Ya estoy armando en placa el esquema de la primera imagen, mas o menos es lo que quería.

Y este es el esquema inicial de la primera etapa para doblar la amplitud y bajar la frecuencia a la mitad.



Falta la parte de control de los mosfet, a base de optoacopladores, creo que ya os imaginareis como va.

Agradecería cualquier sugerencia para mejorar o simplificar el sistema.

Saludos para todos


----------



## Black Tiger1954 (Ene 11, 2011)

Estás saturando el amplificador de salida, bajá la tensión pp que le estás inyectando.


----------



## Fogonazo (Ene 11, 2011)

Aquí estas trabajando *sin *realimentación, siempre te va a salir una señal cuadrada.

Ver el archivo adjunto 46143


----------



## Black Tiger1954 (Ene 11, 2011)

Juas juas, hoy (como muchos otros días) no veo bien (no porque no lo vea si no porque no lo razono) 
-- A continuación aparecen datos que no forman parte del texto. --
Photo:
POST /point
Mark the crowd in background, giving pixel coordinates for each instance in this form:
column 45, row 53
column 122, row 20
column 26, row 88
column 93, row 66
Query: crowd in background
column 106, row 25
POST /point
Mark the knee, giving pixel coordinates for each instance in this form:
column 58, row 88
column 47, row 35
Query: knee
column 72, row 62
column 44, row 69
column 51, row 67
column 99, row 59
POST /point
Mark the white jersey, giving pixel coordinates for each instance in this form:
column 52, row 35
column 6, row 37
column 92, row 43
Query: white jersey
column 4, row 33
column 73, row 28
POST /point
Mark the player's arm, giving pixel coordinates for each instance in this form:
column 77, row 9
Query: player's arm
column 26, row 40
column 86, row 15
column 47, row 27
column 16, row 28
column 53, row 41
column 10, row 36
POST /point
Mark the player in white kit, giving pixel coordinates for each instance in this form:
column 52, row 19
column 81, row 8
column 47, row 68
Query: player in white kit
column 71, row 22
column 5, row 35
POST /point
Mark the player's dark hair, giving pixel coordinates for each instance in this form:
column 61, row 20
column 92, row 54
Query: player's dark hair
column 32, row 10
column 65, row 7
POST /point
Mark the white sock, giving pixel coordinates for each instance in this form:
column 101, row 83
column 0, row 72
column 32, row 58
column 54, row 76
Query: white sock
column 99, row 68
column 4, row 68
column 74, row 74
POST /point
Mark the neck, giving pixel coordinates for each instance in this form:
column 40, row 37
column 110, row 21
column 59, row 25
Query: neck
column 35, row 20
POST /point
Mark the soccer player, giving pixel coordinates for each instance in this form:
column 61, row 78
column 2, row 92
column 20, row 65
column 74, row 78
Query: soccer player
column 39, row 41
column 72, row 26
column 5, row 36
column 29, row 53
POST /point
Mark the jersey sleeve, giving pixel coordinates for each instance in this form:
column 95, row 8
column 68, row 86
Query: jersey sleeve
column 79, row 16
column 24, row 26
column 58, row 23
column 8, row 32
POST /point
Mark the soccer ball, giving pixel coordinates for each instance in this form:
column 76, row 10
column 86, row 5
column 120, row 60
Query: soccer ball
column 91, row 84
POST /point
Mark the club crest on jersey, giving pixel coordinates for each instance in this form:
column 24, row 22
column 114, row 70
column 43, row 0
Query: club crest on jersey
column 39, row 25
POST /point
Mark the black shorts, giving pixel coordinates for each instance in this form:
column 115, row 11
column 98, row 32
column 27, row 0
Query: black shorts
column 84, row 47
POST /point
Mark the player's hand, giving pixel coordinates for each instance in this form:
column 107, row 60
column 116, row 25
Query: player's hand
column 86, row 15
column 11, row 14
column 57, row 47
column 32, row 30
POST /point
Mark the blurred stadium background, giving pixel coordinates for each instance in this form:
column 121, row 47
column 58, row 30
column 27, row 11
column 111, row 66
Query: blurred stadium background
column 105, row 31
Yo supuseeeeeee que la forma de onda era del circuito completo, pero evidentemente no lo era.
La R de 27K que está unida a la salida del operacional, enviala a la entrada inversora del mismo.


----------



## dearlana (Ene 11, 2011)

mitrandil dijo:


> hola a todos
> 
> tengo un problema, necesito crear un generador de señal sinusoidal con frecuencia 150hz y una amplitud de 10 V.
> he averiguado que por medio de un puente de wien, pero cuando lo simulo en spice no arranca. y si le pongo a un condensador como condicion inical algun voltaje, luego de unos segundos decae.
> ...




Tratándose de una frecuencia fija (En este caso  150 Hz) y amplitud fija (10 V)...

Lo más sencillo : Un Oscilador RC con un 2N2222 (Solo necesitas un 2N2222,   3  ó 4 resistencias y 3 condensadores). (Alimentación desde 12 a 16 V. La señal es sinusoidal pura. Ahí ya tienes la señal que quieres. 

Le puedes añadir una etapa separadora y adaptadora de impedancia...que además le da una estabilidad muy buena: ¿Como?:

Mediante otro único transistor: El BC 548. en configuración de "Seguidor de emisor". Le añades un potenciómetro de 10 K y obtienes una amplitud regulable...desde 0 hasta 10,8 Voltios.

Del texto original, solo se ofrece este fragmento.